Course: Appetizer, Lunch, Main Dish
Cuisine: American, Southern
Keyword: easy crab cake recipes, recipes for crab cakes
Pour the meat out on a clean sheet pan or plate and pick through it with your fingers to remove any remaining small pieces of shell. Handle it carefully and try not to break up the lumps. It's hard to see the bits of the shell but you can feel them with your fingers.
Add the "picked over" crabmeat and crushed saltines to a medium-size bowl and mix gently. Set aside.
Add the mayonnaise, egg, mustard, Worcestershire sauce, and hot sauce to a small bowl and whisk until smooth.
Combine the two mixtures and gently toss the ingredients together.

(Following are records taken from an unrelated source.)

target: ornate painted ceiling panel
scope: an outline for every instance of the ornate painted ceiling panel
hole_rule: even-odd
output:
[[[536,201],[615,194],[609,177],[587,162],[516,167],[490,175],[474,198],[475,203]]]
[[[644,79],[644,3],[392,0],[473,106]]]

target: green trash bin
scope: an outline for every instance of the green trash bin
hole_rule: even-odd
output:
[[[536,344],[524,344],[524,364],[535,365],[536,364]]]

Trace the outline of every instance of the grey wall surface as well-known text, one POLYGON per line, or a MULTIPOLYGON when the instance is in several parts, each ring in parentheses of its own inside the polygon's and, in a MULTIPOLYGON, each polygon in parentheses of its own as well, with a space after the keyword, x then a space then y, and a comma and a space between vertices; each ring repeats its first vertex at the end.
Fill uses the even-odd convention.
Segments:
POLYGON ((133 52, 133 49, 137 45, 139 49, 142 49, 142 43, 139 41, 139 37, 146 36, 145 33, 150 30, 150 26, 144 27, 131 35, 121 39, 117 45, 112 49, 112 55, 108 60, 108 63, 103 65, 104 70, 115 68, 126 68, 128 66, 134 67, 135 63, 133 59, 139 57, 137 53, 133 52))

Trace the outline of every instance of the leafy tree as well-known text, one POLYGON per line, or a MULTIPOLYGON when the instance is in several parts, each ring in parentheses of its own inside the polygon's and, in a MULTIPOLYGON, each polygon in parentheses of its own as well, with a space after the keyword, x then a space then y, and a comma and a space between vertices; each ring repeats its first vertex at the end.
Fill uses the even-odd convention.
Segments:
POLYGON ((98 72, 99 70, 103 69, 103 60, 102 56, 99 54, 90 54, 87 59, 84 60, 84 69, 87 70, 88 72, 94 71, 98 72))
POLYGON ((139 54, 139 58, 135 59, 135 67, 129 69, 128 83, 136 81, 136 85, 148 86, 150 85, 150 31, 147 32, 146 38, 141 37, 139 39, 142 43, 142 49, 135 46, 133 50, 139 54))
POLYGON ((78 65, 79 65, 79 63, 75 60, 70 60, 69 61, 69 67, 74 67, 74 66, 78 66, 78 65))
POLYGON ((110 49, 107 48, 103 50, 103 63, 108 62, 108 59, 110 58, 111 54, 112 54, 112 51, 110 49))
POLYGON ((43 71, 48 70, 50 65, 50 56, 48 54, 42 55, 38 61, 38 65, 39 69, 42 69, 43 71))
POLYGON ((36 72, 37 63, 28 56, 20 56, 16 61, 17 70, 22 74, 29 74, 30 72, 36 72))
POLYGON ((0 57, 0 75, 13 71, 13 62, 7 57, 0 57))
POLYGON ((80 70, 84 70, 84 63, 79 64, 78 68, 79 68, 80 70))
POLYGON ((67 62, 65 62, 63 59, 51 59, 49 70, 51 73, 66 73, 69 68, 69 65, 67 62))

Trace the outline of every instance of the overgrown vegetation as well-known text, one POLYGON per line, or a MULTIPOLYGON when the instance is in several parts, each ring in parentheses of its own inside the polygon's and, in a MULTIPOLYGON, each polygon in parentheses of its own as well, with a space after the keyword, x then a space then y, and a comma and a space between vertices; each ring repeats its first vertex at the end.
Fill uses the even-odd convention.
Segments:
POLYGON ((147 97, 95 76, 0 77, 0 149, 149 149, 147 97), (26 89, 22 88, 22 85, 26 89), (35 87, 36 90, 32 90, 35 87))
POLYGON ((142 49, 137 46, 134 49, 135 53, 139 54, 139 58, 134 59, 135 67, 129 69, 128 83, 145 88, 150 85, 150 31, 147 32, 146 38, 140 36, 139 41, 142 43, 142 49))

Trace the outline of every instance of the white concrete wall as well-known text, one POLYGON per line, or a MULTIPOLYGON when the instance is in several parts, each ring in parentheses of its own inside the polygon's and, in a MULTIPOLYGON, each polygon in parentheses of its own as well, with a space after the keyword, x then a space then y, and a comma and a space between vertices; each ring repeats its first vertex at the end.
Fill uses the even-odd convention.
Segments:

Cover the bowl and place it in the refrigerator for 30 minutes.
To form the cakes, roughly divide the mixture and then, using your hands, lightly shape it into one-half inch cakes about three inches wide, just until it holds together. I like to use a one-third cup measuring cup to make sure all of the cakes are the same size. Do not pack the mixture tightly.
Place the cakes on a plate lined with a sheet of wax paper or parchment paper. Cover and refrigerate for at least 30 minutes.
Add the olive oil to a large skillet over medium heat. When the oil is hot, add four of the cakes. Cook for about three minutes or until they are golden brown and gently turn them over using a slotted fish turner or pancake turner. I usually hold the top of the cake lightly with my fingers when turning them over to make sure they don't fall apart.
Cook them for another three minutes or until they are golden brown on the other side. Remove from the skillet. Drain on a wire cooling rack. Repeat with the remaining cakes.
Serve warm with plenty of remoulade, tartar, or cocktail sauce.
The easiest way to crush the crackers is to put them in a plastic storage bag and break them up with your hands. You can also use a rolling pin or even put them in your food processor.
If you want to make them ahead, prepare them up to the step of forming the patties, then cover and refrigerate for up to 24 hours. Then cook as directed.
I know fresh crab is expensive, but don't even think about trying to substitute canned or imitation crab meat.
Crabmeat is sold as jumbo-lump, lump, and claw meat. Jumbo-lump is the most expensive; regular lump meat is fine for this recipe, and you can also use claw meat.
Fresh crabmeat will keep in your refrigerator for 7-10 days.
Handle the crab and the crab mixture gently and try not to break up the lumps. Also, when shaping the patties, do not compress more than necessary. There is no question that crab cakes are delicate and do fall apart easily. That's why it's essential to chill the mixture before you form the cakes, and then again after making them into cakes before you cook them. Don't skip this step; this is what helps them firm up. Also, handle them carefully and as little as possible because even with the chilling, they are still fragile.
If you are making the smaller appetizer-size cakes, make them about the size of a silver dollar and between 1/4 and 1/3 inch thick. Since they are smaller, the cooking time will be less than half of the larger ones.
Leftovers should be covered and can be refrigerated for up to three days. They can also be frozen. But, they will need to thaw before reheating.
To reheat, remove them from the refrigerator and let them come to room temperature. Add about a tablespoon of olive oil to a pan over medium-high heat and heat for 1-2 minutes per side.